Smith argued that these examples did not support Trump's point, as most of them raise serious concerns about the separation of powers that are not present in Trump's situation.

In Trump’s briefThe special counsel argued that based on history, Trump's absolute immunity claims are not strong, and it is important to enforce the criminal law because of public interest.

The petitioner's use of official power was just another way to achieve a personal goal, which is prosecutable based on private conduct. The conspiracy involved private individuals working with the petitioner to achieve his private goal through private means. The petitioner allegedly conspired with four private attorneys and a private political consultant in an effort to undermine the election results as a candidate.

Even if it is true that John Quincy Adams and Henry Clay agreed to exchange political support for an appointment following the election of 1824, see Rami Fakhouri, The Most Dangerous Blot in Our Constitution: Retiring the Flawed Electoral College ‘Contingent Procedure,’ 104 Nw. U. L. Rev. 705, 719-720 (2010), Adams was a presidential candidate, not the President, and petitioner fails to explain how the asserted political deal constituted a crime. See United States v. Blagojevich, 794 F.3d 729, 734 (7th Cir. 2015) (“[A] proposal to trade one public act for another, a form of logrolling, is fundamentally unlike the swap of an official act for a private payment.”), cert. denied, 577 U.S. 1234 (2016). Petitioner likewise identifies no court order or criminal statute that would have applied to President Jackson’s decision not to send federal forces to prevent Georgia officials from interfering with the Cherokee following this Court’s decision in Worcester v. Georgia, 31 U.S. (6 Pet.) 515 (1832). See generally Joseph C. Burke, The Cherokee Cases: A Study in Law, Politics, and Morality, 21 Stan. L. Rev. 500 (1969).

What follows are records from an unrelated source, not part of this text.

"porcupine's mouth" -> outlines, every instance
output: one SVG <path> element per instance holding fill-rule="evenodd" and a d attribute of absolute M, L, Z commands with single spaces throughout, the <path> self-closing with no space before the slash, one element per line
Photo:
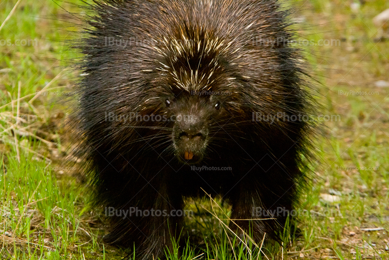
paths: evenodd
<path fill-rule="evenodd" d="M 204 157 L 207 143 L 206 140 L 198 140 L 197 142 L 176 140 L 174 142 L 174 146 L 177 159 L 184 164 L 194 164 L 200 162 Z"/>

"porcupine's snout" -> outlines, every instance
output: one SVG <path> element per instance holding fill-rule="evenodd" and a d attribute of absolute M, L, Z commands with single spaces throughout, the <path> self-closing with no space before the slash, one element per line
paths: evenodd
<path fill-rule="evenodd" d="M 180 161 L 194 164 L 203 158 L 208 139 L 205 121 L 198 115 L 177 115 L 173 136 L 177 155 Z"/>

Petitioner’s 20th and 21st century examples are similarly flawed. He identifies no criminal statutes that could have validly applied to President Roosevelt’s decision to intern Japanese Americans during World War II, President Clinton’s decision to launch military strikes in the Middle East, or President Obama’s decision to launch a drone strike abroad. Those examples involved quintessential exercises of the President’s Commander-in-Chief power during war or to protect the Nation from foreign threats, see U.S. Const. Art. II, § 2, Cl. 1. Attempts by Congress to regulate the President’s exercise of those authorities through the criminal laws would raise the sort of serious separation-of-powers concerns that are absent here. And petitioner’s assertion that President Clinton engaged in an “illegal quid pro quo”—granting a pardon in exchange for a thing of value—rests on speculation. Finally, petitioner makes no effort to support his contentions that President George W. Bush made knowingly false statements about weapons of mass destruction in Iraq or that any of the conduct he ascribes to President Biden would violate a criminal law.

Conclusion

Special counsel Jack Smith told the Supreme Court justices that there are no obstacles to prosecuting former President Donald Trump for his actions on Jan. 6.

“Petitioner’s use of official power was merely an additional means of achieving a private aim—to perpetuate his term in office—that is prosecutable based on private conduct. The conspiracy centrally embraced private actors agreeing with petitioner to achieve his private end through private means,” the brief said. “In particular, petitioner is alleged to have conspired with four private attorneys and a private political consultant in his effort, as a candidate, to subvert the election results.”